Запах дешевизны в сценах увеличивается. Для этого кто—то в кулуаре открыл бутыль с концентратом соляной кислоты и веером направляет в приемные комнаты воздух.
– А у нас, так больше, исторически по чаю—с. Послушайте, коллега, – тут же замяв неприятный разговор о деньгах, продолжил Антоша Чехонте, – для надежного здоровья русского языка мы с вами…
– Об этом мы в другом месте поговорим, – грубовато, словно завуч в кабинетной учительской, перебивает Чен, и тут же меняет тон, скрашивая вырвавшуюся фразу: «Не возражаете, надеюсь? Могу подбросить Вас до Парижа с Полутуземской оказией. А? Хотите?»
– Как? Ого! Подумаю уж, коли предлагаете такое. Дайте чуток времени. Так—так. Интересненькое на горизонте дельце. И что же это за туземская такая хитрая оказия? Через Океанию в Париж вознамерились? – скрючил улыбку Антоша, маскируя исключительный заинтерес.
– В Париж, в Париж, в карете, да—с!
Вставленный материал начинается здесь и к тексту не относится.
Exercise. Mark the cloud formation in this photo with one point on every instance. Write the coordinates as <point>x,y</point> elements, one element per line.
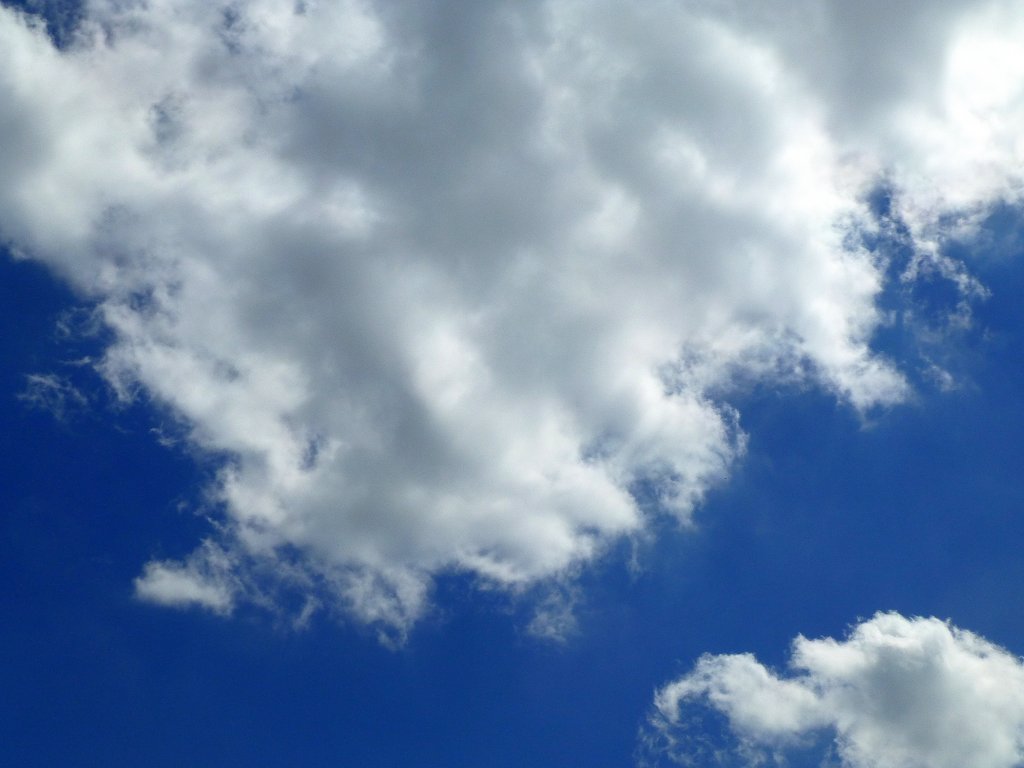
<point>445,283</point>
<point>897,693</point>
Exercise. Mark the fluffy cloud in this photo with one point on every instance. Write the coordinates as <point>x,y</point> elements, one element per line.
<point>445,283</point>
<point>896,693</point>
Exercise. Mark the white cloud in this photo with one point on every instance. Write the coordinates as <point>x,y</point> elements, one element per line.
<point>204,580</point>
<point>897,693</point>
<point>445,282</point>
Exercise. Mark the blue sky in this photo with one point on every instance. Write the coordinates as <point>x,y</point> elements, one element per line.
<point>417,385</point>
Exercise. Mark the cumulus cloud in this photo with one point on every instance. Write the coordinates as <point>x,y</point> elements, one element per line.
<point>897,692</point>
<point>445,283</point>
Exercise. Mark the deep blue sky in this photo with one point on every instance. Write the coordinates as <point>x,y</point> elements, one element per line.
<point>829,517</point>
<point>824,521</point>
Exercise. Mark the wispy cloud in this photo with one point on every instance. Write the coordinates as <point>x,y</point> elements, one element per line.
<point>446,283</point>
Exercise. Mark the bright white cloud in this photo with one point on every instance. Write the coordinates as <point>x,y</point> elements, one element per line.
<point>444,282</point>
<point>897,693</point>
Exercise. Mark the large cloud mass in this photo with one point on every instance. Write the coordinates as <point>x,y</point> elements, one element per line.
<point>445,283</point>
<point>896,693</point>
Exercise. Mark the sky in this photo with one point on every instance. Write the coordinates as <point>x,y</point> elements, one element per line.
<point>512,383</point>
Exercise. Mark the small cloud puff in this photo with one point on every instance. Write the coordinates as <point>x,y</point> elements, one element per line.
<point>897,692</point>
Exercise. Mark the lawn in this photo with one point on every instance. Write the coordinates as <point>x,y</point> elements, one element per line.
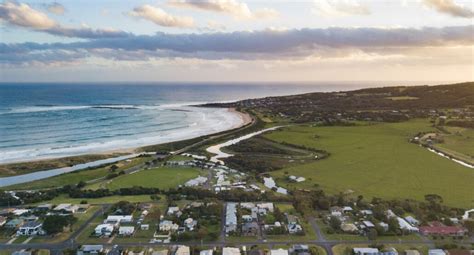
<point>103,200</point>
<point>161,177</point>
<point>460,143</point>
<point>77,176</point>
<point>376,161</point>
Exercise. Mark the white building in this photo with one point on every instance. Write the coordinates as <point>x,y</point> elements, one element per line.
<point>167,225</point>
<point>206,252</point>
<point>68,208</point>
<point>104,230</point>
<point>126,230</point>
<point>119,219</point>
<point>31,228</point>
<point>182,250</point>
<point>279,252</point>
<point>230,251</point>
<point>366,251</point>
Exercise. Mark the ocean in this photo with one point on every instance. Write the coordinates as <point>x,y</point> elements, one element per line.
<point>39,121</point>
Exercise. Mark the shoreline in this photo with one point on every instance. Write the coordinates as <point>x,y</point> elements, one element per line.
<point>245,119</point>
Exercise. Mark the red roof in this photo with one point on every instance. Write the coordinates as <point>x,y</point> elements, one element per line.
<point>442,230</point>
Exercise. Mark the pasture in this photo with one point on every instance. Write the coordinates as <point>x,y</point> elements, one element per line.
<point>376,160</point>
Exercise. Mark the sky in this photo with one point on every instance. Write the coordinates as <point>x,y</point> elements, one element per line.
<point>237,40</point>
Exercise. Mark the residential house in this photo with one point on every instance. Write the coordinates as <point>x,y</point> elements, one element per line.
<point>412,220</point>
<point>182,250</point>
<point>190,224</point>
<point>279,252</point>
<point>167,225</point>
<point>365,251</point>
<point>66,208</point>
<point>436,252</point>
<point>230,251</point>
<point>126,230</point>
<point>31,228</point>
<point>104,230</point>
<point>250,229</point>
<point>412,252</point>
<point>90,249</point>
<point>14,223</point>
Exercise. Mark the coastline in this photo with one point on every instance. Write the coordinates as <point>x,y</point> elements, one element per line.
<point>245,119</point>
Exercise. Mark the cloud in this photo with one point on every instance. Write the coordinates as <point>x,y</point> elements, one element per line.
<point>160,17</point>
<point>339,8</point>
<point>22,15</point>
<point>450,7</point>
<point>256,45</point>
<point>230,7</point>
<point>56,8</point>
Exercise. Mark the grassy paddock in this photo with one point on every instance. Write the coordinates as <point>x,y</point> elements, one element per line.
<point>162,177</point>
<point>376,161</point>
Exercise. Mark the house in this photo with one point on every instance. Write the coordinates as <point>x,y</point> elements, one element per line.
<point>19,212</point>
<point>66,208</point>
<point>368,224</point>
<point>365,251</point>
<point>405,225</point>
<point>182,250</point>
<point>349,228</point>
<point>104,230</point>
<point>412,252</point>
<point>250,229</point>
<point>247,218</point>
<point>265,206</point>
<point>44,207</point>
<point>291,219</point>
<point>231,217</point>
<point>412,220</point>
<point>167,225</point>
<point>336,211</point>
<point>300,249</point>
<point>436,252</point>
<point>294,228</point>
<point>14,223</point>
<point>279,252</point>
<point>114,219</point>
<point>190,224</point>
<point>90,249</point>
<point>206,252</point>
<point>172,210</point>
<point>389,251</point>
<point>126,230</point>
<point>3,220</point>
<point>443,230</point>
<point>230,251</point>
<point>31,228</point>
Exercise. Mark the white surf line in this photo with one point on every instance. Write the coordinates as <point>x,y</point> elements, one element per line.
<point>453,159</point>
<point>216,149</point>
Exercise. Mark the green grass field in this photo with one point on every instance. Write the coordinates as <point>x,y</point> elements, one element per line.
<point>75,177</point>
<point>460,143</point>
<point>162,177</point>
<point>377,161</point>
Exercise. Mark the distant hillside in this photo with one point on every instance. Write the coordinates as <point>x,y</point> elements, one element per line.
<point>386,103</point>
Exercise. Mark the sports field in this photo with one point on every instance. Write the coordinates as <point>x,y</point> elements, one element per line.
<point>377,161</point>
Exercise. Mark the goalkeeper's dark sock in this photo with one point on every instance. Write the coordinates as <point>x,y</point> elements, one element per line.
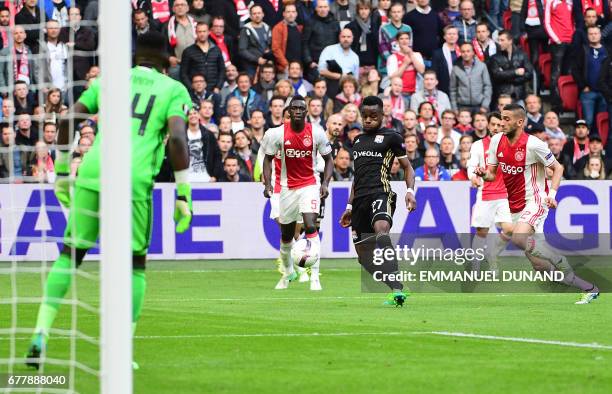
<point>56,287</point>
<point>139,288</point>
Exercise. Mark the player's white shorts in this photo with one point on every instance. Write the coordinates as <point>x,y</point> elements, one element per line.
<point>274,206</point>
<point>487,213</point>
<point>294,202</point>
<point>534,214</point>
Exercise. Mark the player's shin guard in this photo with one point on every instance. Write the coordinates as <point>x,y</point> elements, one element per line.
<point>390,265</point>
<point>56,287</point>
<point>285,252</point>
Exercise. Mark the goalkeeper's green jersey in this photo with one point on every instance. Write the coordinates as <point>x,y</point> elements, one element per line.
<point>155,98</point>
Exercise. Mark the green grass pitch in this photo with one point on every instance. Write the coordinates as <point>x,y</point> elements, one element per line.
<point>219,327</point>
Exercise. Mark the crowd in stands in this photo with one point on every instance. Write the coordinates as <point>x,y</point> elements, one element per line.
<point>442,68</point>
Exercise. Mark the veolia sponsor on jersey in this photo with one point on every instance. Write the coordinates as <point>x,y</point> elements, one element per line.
<point>511,169</point>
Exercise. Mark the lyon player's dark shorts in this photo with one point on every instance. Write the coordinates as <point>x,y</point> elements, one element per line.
<point>369,209</point>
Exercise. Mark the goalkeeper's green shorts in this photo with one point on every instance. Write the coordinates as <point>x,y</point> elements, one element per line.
<point>84,223</point>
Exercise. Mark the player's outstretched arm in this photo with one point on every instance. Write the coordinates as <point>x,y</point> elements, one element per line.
<point>409,179</point>
<point>555,182</point>
<point>267,175</point>
<point>61,187</point>
<point>179,159</point>
<point>327,174</point>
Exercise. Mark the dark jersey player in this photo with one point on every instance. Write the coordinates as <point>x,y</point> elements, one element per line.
<point>372,202</point>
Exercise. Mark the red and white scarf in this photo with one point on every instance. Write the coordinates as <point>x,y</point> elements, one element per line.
<point>21,68</point>
<point>580,153</point>
<point>172,29</point>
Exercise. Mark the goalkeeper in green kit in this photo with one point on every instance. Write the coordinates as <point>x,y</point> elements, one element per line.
<point>159,107</point>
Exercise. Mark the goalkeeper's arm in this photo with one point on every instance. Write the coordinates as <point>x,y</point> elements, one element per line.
<point>178,155</point>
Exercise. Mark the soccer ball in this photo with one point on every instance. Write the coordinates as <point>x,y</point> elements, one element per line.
<point>303,253</point>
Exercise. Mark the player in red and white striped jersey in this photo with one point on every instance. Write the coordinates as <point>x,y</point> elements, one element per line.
<point>523,160</point>
<point>300,197</point>
<point>491,206</point>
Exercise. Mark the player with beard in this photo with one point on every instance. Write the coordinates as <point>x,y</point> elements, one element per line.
<point>523,160</point>
<point>300,196</point>
<point>372,202</point>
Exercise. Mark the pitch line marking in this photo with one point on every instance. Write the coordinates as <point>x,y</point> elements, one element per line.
<point>518,339</point>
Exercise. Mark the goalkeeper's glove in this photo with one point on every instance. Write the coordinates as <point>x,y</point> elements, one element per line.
<point>183,209</point>
<point>63,182</point>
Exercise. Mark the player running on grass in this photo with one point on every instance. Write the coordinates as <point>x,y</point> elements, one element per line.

В современной карете, под бензин, с четырьмя приводами, триста лошадей. Именно в Париж. Ну и ещё попутно в несколько стран. За гвоздями едем, вернее, один знакомый чувак едет. Так—то вот! Там, кроме вас будет ещё четверо, но место всё равно есть. Для Вас спрессуются. Или Вас спрессуют в толщину книжицы. Правда есть и другие желающие.., но из уважения к тебе, к Вам—с, простите… Там рассудительный человек нужен. Судья. Во—первых, трезвый ум, во—вторых, знаток, щупальщик вроде Вас. Подумайте, поразмышляйте, времени у Вас на раздумья ровно три месяца. Это до фига. Да! Именно до—фи—га! Очень разнообразился словарь за последние полтораста лет. Это выражение может Вам не знакомо, но очень точный момент. Хлестко и коротко. Вот так—то. Не то, что Ваши «дас—с, да вас ист дас». ЗаYбли—с, ё—пэ—рэ—сэ—тэс! Эти «эс» сильно удлиняют текст. У нас принято изъясняться короче: век информации, скоростей, понимаешь.
– Любопытно, да… выражения эти, скорость жизни иная. И гвозди мне бы лишние тоже не помешали. Прямо за гвоздями? Странная цель. В России нынче нет гвоздей?
– Таких нет! – подтвердил Пушкин, будто знал о гвоздях всё, и отвлекшись от ухаживания за Лефтинкими ручками. – Кованых да ржавых сейчас не выпускают. Разве что для разных буржуазных причуд красят под ржавчину. Даже краску такую специальную придумали, которая железо ест.
– Коррозионный раствор, – говорит умнющий Чен Джу.
– А есть ещё синие гвозди. – Это умничает Пушкин.
– А покрасил их кто? – спросила Лефтина.
– Из золота они, – коротко бросил всезнайка Пушкин. И сморкнулся.
– Интересненько, – продолжила Алефтина, – кому нужно голубое золото? Желтое—то оно красивше будет… А так и не понять.
– Алефтина, не встревай, а! – буркнул Чен, – не хватало ещё, чтобы про наши гвозди в том веке знали.